Spengo le luci. E spengo il giorno. Chiuderò gli occhi e spegnerò i pensieri. Si accenderanno i sogni. Poi arriverà il mattino.

Sera

Ho freddo. Fino alle ossa. E non riesco a chiudere la finestra. Potresti non entrare più. Ho un nome. Che non pronunci perché non è il mio. Ho un desiderio che non realizzo. Per poter desiderare ancora? E ho il buio intorno. E il tuo calore dentro.

Inizia dicembre

Ho colorato le imposte di rosso, così che tu le possa riconoscere da lontano. Ho accesso una luce all'inizio del vialetto, così che tu possa risalirlo anche con il buio. C'è il profumo delle candele, la coperta a scaldare il tuo posto. E ci sono io. Che non so morire. Ma so piangere. C'è desiderio di neve nel mio respiro freddo.
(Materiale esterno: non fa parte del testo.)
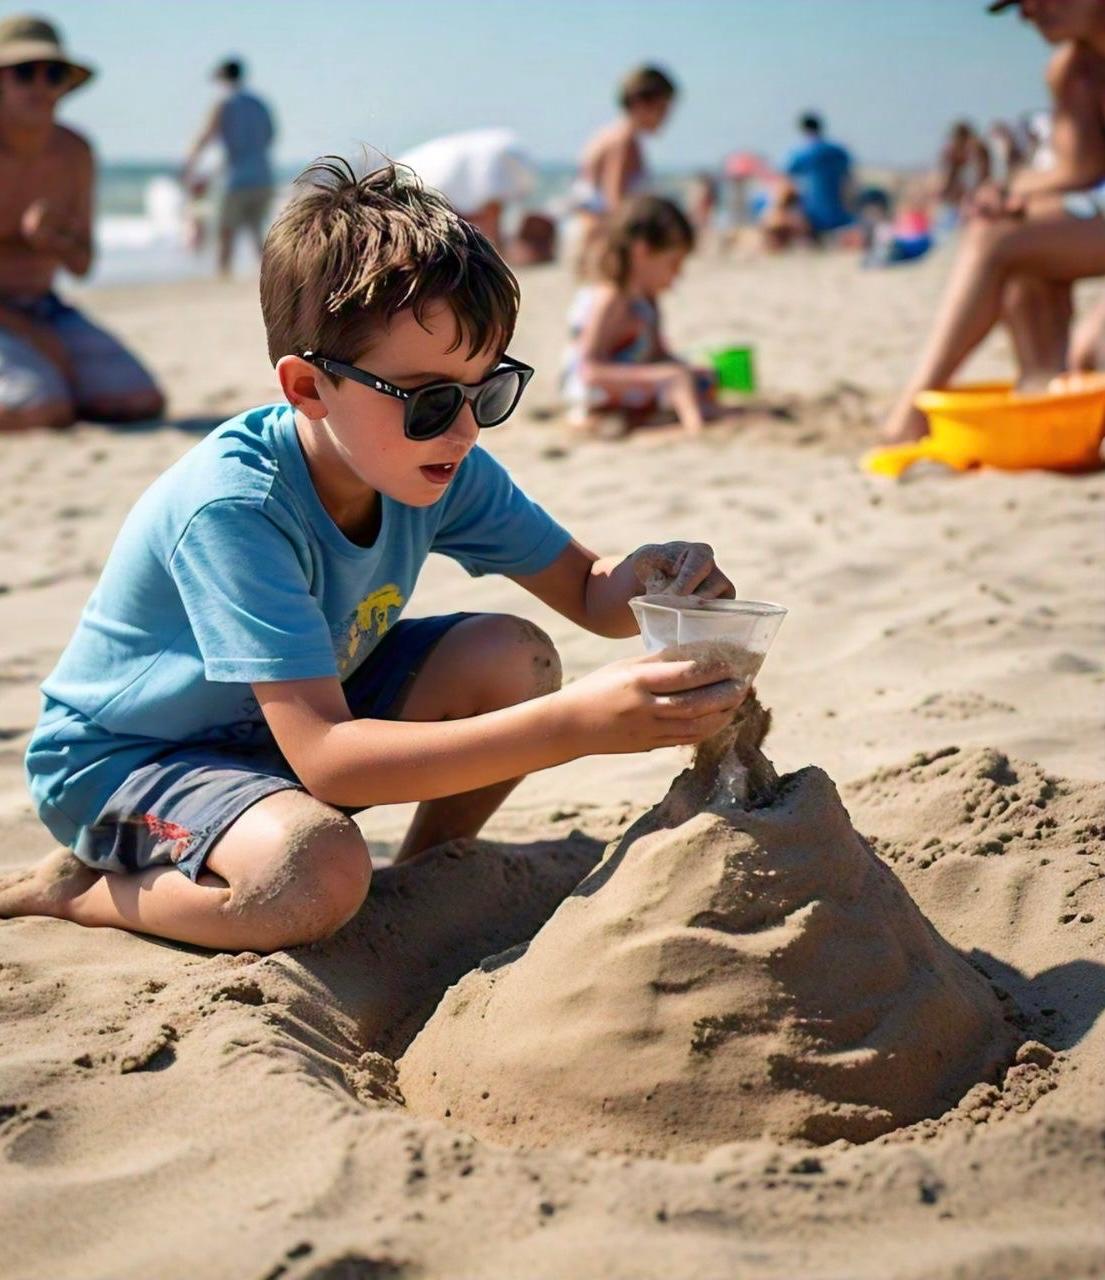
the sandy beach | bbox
[1,246,1103,1279]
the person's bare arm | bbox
[182,103,223,182]
[578,288,682,388]
[599,132,633,212]
[254,651,748,809]
[1011,45,1105,198]
[510,539,736,639]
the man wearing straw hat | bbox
[0,15,164,432]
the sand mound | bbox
[400,703,1019,1157]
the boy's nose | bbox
[444,403,481,448]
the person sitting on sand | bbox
[574,64,677,242]
[562,195,717,437]
[182,56,276,278]
[760,176,814,253]
[397,127,556,266]
[1,159,748,953]
[0,15,165,433]
[782,112,855,239]
[883,0,1105,443]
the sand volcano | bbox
[399,698,1019,1157]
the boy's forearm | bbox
[582,554,641,638]
[301,692,580,808]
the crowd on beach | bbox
[2,1,1105,952]
[5,3,1105,444]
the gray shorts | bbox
[0,292,161,415]
[218,185,274,234]
[73,613,473,882]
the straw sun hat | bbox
[0,15,95,93]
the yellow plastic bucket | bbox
[862,376,1105,478]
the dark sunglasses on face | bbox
[11,60,70,87]
[302,351,535,442]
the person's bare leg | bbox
[1002,276,1072,390]
[0,398,75,432]
[1070,292,1105,372]
[217,225,234,277]
[390,614,562,864]
[0,790,371,952]
[881,199,1105,442]
[81,388,167,424]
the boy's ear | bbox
[276,355,329,419]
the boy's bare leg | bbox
[0,790,371,952]
[881,198,1105,442]
[390,614,562,864]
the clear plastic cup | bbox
[628,595,787,677]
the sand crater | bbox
[399,700,1020,1157]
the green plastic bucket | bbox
[711,345,757,393]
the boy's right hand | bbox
[556,651,749,755]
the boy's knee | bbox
[242,804,371,948]
[467,614,563,708]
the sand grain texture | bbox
[1,254,1104,1278]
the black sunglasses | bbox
[302,352,534,442]
[11,60,70,87]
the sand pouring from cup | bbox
[629,595,787,678]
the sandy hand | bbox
[631,542,735,598]
[559,651,749,755]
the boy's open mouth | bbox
[419,461,459,486]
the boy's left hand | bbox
[629,542,736,599]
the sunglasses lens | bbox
[12,61,68,86]
[474,371,522,427]
[408,385,464,440]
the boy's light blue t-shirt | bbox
[26,403,571,846]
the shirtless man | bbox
[883,0,1105,442]
[0,15,164,432]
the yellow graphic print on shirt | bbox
[341,583,405,673]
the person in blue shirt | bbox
[783,112,855,237]
[182,56,276,277]
[2,157,748,953]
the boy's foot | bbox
[0,848,99,922]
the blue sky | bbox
[47,0,1046,169]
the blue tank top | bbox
[218,90,274,190]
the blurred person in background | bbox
[935,120,992,218]
[0,15,164,432]
[182,56,275,277]
[882,0,1105,442]
[573,64,678,261]
[782,111,855,238]
[398,128,555,265]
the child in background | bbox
[562,195,716,437]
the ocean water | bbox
[87,159,704,288]
[88,160,586,288]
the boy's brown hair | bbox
[596,195,695,288]
[618,64,677,110]
[260,157,520,370]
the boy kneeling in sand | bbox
[3,159,747,953]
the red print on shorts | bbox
[136,813,193,862]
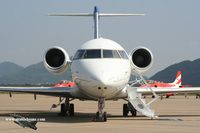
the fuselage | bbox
[71,38,131,99]
[141,81,177,88]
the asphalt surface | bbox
[0,94,200,133]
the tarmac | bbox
[0,94,200,133]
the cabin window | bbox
[103,50,121,58]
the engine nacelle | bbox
[43,46,71,74]
[130,47,153,73]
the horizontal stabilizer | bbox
[48,13,93,16]
[48,13,145,17]
[99,13,145,16]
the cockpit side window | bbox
[103,50,121,58]
[83,49,101,59]
[73,50,85,60]
[118,50,129,59]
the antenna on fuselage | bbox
[48,6,145,39]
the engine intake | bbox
[130,47,153,73]
[44,46,70,74]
C'è desiderio di mani a scaldare le mie. Ci sono io. Che non so perdermi. Ma so tornare. Ho colorato le imposte di rosso, lasciando i segni del legno come ferite sul colore. Ho acceso una luce all'inizio del vialetto, lasciando che bruci piano piano piano e che la terra la faccia respirare. Per sempre.